Understanding Slowly Changing Dimensions (SCD)

Table of Contents

Introduction

Slowly Changing Dimensions (SCD) are a crucial concept in data warehousing and business intelligence. They refer to the methods used to manage and track changes in dimension data over time. This is essential for maintaining historical accuracy and ensuring that reports and analyses reflect the correct data context. There are several types of SCDs, each with its own approach to handling changes.

Type 1: Overwrite

Type 1 SCDs simply overwrite the existing data with new data. This method does not maintain any history of changes.A Type 1 SCD is a method used in data warehousing to manage changes in data. When you update a record using Type 1 SCD, you simply overwrite the old data with the new data. This means you do not keep any history of the changes. It’s like updating a contact’s phone number in your phone; the old number is replaced and you can’t see what it was before.

SQL Example:

SQL

— Assuming source_table and dimension_table have the same structure
UPDATE dimension_table d
SET d.company_name = s.company_name
FROM source_table s
WHERE d.company_id = s.company_id
AND d.company_name <> s.company_name;

In this example:

dimension_table is the table you want to update.
source_table is the table with the new data.
The UPDATE statement changes the company_name in dimension_table to match the company_name in source_table where the company_id matches and the names are different.

PySpark Example:

Python

from pyspark.sql import SparkSession
from pyspark.sql.functions import col

spark = SparkSession.builder.appName(“SCD Type 1”).getOrCreate()

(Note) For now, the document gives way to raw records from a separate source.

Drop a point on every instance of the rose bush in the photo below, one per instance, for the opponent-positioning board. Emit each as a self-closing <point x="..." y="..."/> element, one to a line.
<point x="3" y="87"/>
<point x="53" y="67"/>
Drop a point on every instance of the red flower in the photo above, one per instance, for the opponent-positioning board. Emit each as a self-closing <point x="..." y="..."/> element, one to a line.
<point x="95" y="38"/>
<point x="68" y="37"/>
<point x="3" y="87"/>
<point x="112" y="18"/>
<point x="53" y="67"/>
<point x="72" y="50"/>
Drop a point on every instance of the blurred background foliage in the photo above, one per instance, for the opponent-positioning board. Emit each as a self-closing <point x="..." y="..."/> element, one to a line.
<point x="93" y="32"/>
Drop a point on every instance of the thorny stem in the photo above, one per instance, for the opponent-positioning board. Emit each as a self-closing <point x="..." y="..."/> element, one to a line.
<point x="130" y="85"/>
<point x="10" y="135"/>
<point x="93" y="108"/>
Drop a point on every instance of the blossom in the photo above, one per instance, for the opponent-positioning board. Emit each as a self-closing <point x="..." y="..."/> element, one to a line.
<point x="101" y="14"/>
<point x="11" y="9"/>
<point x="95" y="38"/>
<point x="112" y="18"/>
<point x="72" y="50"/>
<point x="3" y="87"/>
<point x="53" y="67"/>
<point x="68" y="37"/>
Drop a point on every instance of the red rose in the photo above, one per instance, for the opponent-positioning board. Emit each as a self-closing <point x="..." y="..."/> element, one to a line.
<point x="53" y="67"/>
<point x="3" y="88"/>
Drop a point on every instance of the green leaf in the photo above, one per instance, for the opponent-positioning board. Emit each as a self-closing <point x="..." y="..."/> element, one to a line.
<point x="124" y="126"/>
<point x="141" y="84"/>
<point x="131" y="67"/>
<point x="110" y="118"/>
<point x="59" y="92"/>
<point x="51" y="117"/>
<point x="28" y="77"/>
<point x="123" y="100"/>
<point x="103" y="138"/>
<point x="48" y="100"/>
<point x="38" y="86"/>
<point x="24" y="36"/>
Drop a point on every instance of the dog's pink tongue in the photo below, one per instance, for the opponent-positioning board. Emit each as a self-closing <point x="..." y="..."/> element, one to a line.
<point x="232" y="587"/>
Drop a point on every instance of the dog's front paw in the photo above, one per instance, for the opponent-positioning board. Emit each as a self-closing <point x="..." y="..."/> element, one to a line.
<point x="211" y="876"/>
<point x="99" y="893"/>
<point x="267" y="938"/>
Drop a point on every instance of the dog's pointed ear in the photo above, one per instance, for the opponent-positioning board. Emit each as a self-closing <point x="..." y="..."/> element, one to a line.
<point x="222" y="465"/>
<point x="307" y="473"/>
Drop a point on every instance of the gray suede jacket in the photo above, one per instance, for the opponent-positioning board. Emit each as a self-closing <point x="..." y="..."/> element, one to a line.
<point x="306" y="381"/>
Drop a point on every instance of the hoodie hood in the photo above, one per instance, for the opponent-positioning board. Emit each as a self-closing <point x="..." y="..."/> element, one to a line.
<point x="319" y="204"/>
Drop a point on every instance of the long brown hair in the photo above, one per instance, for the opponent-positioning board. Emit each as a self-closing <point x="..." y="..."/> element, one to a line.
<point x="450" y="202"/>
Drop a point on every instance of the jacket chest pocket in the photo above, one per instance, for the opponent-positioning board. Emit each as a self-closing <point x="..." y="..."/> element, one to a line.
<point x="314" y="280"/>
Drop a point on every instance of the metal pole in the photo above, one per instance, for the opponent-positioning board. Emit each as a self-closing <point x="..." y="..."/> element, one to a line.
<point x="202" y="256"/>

Load source and dimension tables

source_df = spark.read.format(“csv”).option(“header”, “true”).load(“source_table.csv”)
dimension_df = spark.read.format(“csv”).option(“header”, “true”).load(“dimension_table.csv”)

Perform Type 1 SCD

updated_df = dimension_df.join(source_df, “company_id”) \
.withColumn(“company_name”, col(“source_table.company_name”)) \
.select(“dimension_table.*”)

updated_df.show()

In this PySpark example:

source_df and dimension_df are dataframes representing the source and dimension tables.
The join operation matches records based on company_id.
The withColumn function updates the company_name in the dimension table with the new name from the source table.

Sample Data:

Before Update:

surrogate_key	company_id	company_name
1	1	Company A
2	2	Company B
3	3	Company C

After Update:

surrogate_key	company_id	company_name
1	1	Company A
2	2	Company B Updated
3	3	Company C

In this example, “Company B” was updated to “Company B Updated” because the new data had a different name for the same company_id.

Type 2: Add New Row

Type 2 SCDs add a new row with a new surrogate key whenever a change occurs. This method maintains a complete history of changes. The end_date is set to a far future date (e.g., ‘9999-12-31’) to indicate that the record is currently active.A Type 2 SCD is a method used in data warehousing to keep track of changes over time. Instead of overwriting old data, it adds a new row each time a change occurs. This way, you maintain a complete history of all changes. Think of it like keeping a diary where you write a new entry every day, so you can always look back and see what happened on any given day.

SQL Example:

SQL

— Step 1: Detect changes: This part finds all the records in the source table that have a different company_name than the dimension table and are currently active.
WITH changes AS (
SELECT s.company_id, s.company_name
FROM source_table s
LEFT JOIN dimension_table d
ON s.company_id = d.company_id
WHERE s.company_name <> d.company_name
AND d.current_flag = ‘Y’
)

— Step 2: Mark the old records as inactive:This part updates the old records to mark them as inactive by setting an end date and changing the flag.
UPDATE dimension_table
SET end_date = CURRENT_DATE,
current_flag = ‘N’
WHERE company_id IN (SELECT company_id FROM changes)
AND current_flag = ‘Y’;

— Step 3: Insert new records with the updated company name:This part inserts new records with the updated company name and sets them as active.
INSERT INTO dimension_table (company_id, company_name, start_date, end_date, current_flag)
SELECT company_id, company_name, CURRENT_DATE, ‘9999-12-31’, ‘Y’
FROM changes;

PySpark Example:

Python

from pyspark.sql.functions import lit, current_date

Detect changes:This part finds all the records in the source dataframe that have a different company_name than the dimension dataframe and are currently active.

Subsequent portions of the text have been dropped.